In the 60s cult-TV series, The Prisoner, a British spy (played by Patrick McGoohan) is held captive in an Orwellian Village on an island controlled by a faceless authority. The prisoner, who we know only as Number 6, has resigned from the secret service. This appears to be his crime. In the opening sequence for the show, we see him burst into his spy chief’s office and passionately submit his resignation; he is subsequently drugged, kidnapped, and whisked off to the Village. We never find out why he quit. The authorities are perplexed. The prisoner is told that he will remain interned on the island until he has explained his actions to Number 1. But the prisoner refuses to do so. Instead, he seeks to escape.

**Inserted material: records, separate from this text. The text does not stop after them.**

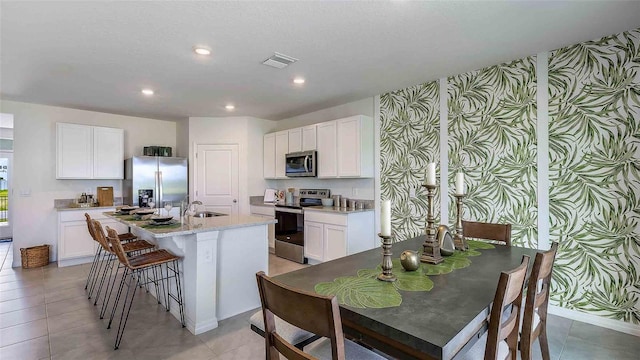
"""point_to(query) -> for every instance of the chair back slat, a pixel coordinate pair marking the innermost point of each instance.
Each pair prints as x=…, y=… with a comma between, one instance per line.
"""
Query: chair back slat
x=116, y=245
x=508, y=296
x=99, y=236
x=537, y=302
x=487, y=231
x=315, y=313
x=90, y=226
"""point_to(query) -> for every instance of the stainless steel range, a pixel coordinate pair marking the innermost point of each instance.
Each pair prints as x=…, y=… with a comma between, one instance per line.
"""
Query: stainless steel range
x=290, y=226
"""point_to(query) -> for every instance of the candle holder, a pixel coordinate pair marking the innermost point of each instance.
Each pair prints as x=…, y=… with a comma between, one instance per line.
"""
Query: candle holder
x=431, y=247
x=387, y=265
x=458, y=240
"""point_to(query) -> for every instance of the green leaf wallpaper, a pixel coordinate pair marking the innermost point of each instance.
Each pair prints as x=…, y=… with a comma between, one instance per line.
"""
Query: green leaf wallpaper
x=409, y=140
x=594, y=175
x=492, y=140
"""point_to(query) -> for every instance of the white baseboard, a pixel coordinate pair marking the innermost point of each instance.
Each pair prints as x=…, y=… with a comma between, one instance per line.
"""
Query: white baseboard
x=616, y=325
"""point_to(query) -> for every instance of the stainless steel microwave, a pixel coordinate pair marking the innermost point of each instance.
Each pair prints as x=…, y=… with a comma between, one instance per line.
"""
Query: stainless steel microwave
x=301, y=164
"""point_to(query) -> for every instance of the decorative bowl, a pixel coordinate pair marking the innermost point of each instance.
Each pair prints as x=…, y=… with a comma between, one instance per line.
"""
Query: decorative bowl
x=161, y=219
x=327, y=202
x=410, y=260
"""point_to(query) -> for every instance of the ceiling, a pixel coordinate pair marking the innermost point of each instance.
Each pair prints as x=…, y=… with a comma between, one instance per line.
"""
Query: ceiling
x=95, y=55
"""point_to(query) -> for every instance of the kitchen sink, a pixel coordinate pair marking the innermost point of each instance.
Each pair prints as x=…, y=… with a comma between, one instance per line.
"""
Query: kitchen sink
x=208, y=214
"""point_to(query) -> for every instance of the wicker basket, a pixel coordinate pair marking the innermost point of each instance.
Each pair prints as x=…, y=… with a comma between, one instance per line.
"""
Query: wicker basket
x=35, y=256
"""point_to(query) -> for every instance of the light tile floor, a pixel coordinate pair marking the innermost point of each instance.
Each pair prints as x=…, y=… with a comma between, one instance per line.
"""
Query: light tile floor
x=45, y=314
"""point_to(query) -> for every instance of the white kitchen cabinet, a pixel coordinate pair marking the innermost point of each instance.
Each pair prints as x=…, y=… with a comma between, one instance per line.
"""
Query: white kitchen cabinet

Insistently. The prisoner’s whole tenure on the island (the entirely of two seasons of the show) consists of attempts to elude his captors and flee to the distant mainland.
After being captured by the eerie bouncing balls that guard the island, the prisoner is hauled before Number 2 and issued a sardonic dressing down. ‘In a society, one must learn to conform’, Number 2 tells him. ‘I am not a number – I am a free man!’ replies the prisoner.
The moment that he is alone, he is preparing to escape again.
We can see The Prisoner as a metaphor for the sixties counterculture. According to the French philosopher Gilles Deleuze (1925-1995), the counterculture was defined by the myriad ways that groups and individuals sought to escape the society of normalisation and control that their parents had helped create. The driving impulse behind the counterculture was not so much to oppose the status quo as to get free of it – to head for the horizon with bloodshot eyes on experimental lines of flight (fuite - this can mean leaking, fleeing, or escaping). Lines of flight are bolts of pent-up energy that break through the cracks in a system of control and shoot off on the diagonal. By the light of their passage, they reveal the open spaces beyond the limits of what exists. In a series of books written with the militant psychotherapist Felix Guattari (1930-1992), Deleuze linked human creativity to flight. It is our desire to escape the status quo that leads us to innovate. Like the prisoner, we dream of being anywhere but here. We coordinate, form alignments, combine our powers and innovate. We remake the world on creative lines of flight.